Do you dampen any of the bedding? I always dampen bagged bedding, using a sprinkling can holding a couple gallons, before putting horses in the stall. My hose spraying bedding gets it too wet. Pellets get watered to, for faster breakdown into absorbent. Never seem dusty.
We buy a product called wood fibre, from a local service. Looks like good mulch except it is dry and not colored. They leave some dampness in it to reduce dust.
We have mostly tie/standing stalls, only 2 box stalls. The tie stalls are stripped daily, anything wet or dirty is out, floors broomed off. The box stalls tend to be dirty along one wall and wet in the center. That is all forked out down to the bare floor mat, clean bedding along walls is pushed to the center. Box stalls are both matted for easy cleaning, dry floor to lay down on. Extra bedding is added, daily if needed. They are usually bedded 3 to 4 inches deep, in both tie and box stalls. Horses are inside 8 to 12 hours, depending on the season.
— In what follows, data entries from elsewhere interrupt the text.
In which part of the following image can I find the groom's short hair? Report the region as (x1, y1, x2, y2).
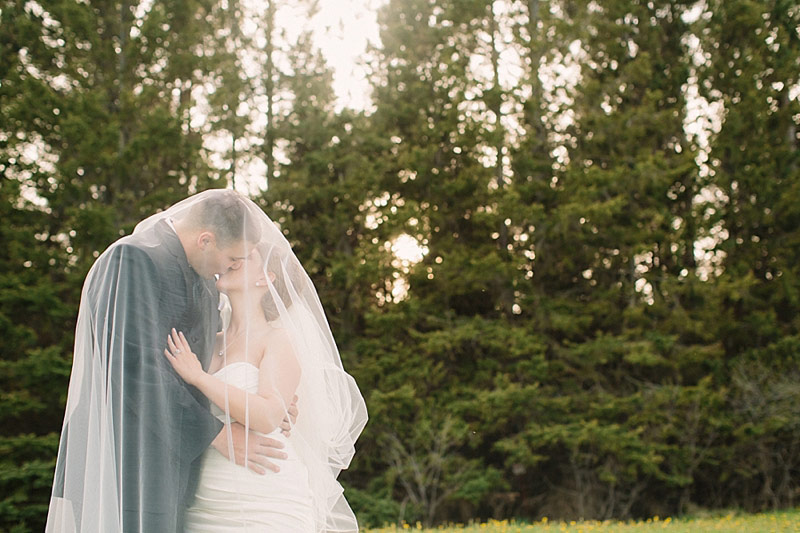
(184, 190, 261, 246)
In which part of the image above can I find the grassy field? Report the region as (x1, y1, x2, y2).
(364, 508, 800, 532)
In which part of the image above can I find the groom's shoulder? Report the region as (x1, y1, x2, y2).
(84, 240, 159, 299)
(95, 239, 158, 273)
(89, 225, 181, 284)
(115, 226, 175, 261)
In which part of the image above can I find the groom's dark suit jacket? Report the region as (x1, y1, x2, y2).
(55, 220, 223, 532)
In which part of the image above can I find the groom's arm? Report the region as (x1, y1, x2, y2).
(211, 423, 286, 473)
(211, 396, 298, 474)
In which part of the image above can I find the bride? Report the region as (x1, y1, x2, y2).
(165, 241, 366, 532)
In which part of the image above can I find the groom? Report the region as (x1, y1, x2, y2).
(48, 191, 292, 532)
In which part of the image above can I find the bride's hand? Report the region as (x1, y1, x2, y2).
(164, 329, 204, 385)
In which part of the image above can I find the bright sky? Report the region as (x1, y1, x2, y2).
(208, 0, 385, 194)
(304, 0, 385, 110)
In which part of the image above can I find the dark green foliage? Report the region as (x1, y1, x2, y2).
(2, 0, 800, 529)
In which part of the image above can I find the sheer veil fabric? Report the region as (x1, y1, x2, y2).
(46, 190, 368, 532)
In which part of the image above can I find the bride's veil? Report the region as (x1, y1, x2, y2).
(45, 189, 368, 532)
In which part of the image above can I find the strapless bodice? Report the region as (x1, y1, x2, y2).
(185, 362, 314, 532)
(211, 361, 260, 387)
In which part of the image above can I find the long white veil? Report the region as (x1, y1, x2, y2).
(45, 190, 368, 532)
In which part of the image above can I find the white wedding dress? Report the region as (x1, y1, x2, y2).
(184, 362, 315, 532)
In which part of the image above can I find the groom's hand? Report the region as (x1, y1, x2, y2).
(280, 394, 299, 437)
(211, 422, 287, 474)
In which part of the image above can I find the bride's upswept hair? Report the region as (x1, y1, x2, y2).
(185, 190, 261, 246)
(257, 243, 305, 322)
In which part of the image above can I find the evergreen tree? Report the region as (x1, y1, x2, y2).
(354, 0, 538, 523)
(697, 0, 800, 509)
(499, 0, 717, 519)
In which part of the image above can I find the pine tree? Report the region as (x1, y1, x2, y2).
(697, 0, 800, 509)
(499, 0, 716, 519)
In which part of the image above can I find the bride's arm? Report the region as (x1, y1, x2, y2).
(164, 329, 300, 435)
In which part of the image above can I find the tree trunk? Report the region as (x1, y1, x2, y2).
(264, 0, 276, 188)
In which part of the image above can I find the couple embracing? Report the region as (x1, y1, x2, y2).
(45, 190, 368, 532)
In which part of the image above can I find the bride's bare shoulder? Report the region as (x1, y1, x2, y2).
(263, 324, 292, 346)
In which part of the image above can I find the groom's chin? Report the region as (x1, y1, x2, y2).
(215, 278, 228, 293)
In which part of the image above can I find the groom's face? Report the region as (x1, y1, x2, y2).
(193, 236, 253, 279)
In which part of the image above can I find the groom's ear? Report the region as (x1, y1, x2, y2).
(196, 231, 216, 250)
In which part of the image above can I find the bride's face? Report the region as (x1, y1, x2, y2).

No one I ever knew did the deep bedding thing as I grew up. A CLEAN stall was forked out daily, wet removed, with a REASONABLE (3 to 5 inches of sawdust, or a bale of fluffed straw) amount of bedding put on that clean floor. People were farmers, no waste or excess, while keeping horses. Some was a money factor, “waste not, want not” in all parts of life. Clean stalls was good husbandry, prevented hoof problems, enough bedding prevented sores when getting up or down on hard floors. I am sure this thinking came from keeping farm horses whog worked for a living. No luxury horses back then.
This not stripping stalls daily, excessive bedding thinking, came to my attention as I showed more. It is even worse now, watching a horse STEP DOWN thru his stall door to exit at a show! Talking to stable managers, cleaning the show stalls is hard with sawdust over a foot deep and packed hard, after a week of never being cleaned!
I spread our woody bedding on pastures daily. Woody stuff does take longer than straw to breakdown, so you get a much longer benefit from it mulching the plants, protecting soil from erosion and feeding the micro organisms making your soil richer. We only use straw when we plan a foaling, then get the pair back on woody bedding in about 10 days because we think it is better bedding. Straw is really not absorbent, so we put wood pellets under it. But straw doesn’t stick to foal navel, get breathed in as easily to cause pneumonia lIke sawdust can. No compost pile here, it draws flies, takes up room I want for other things. So we put up with straw for a short time. Spreading it, straw does not do much for the land, drying up fast, blowing away in a short time.
Chopped straw is in a catagory by itself, a wonderful product, even dusty! Extremely absorbent, a nice cushion to lay on, easy to clean quickly. But I was chopping our own straw and that is a filthy job, time onsuming, so I went back to buying the wood fibre. Delivered in a dump truck, good for a couple months per 40yd load.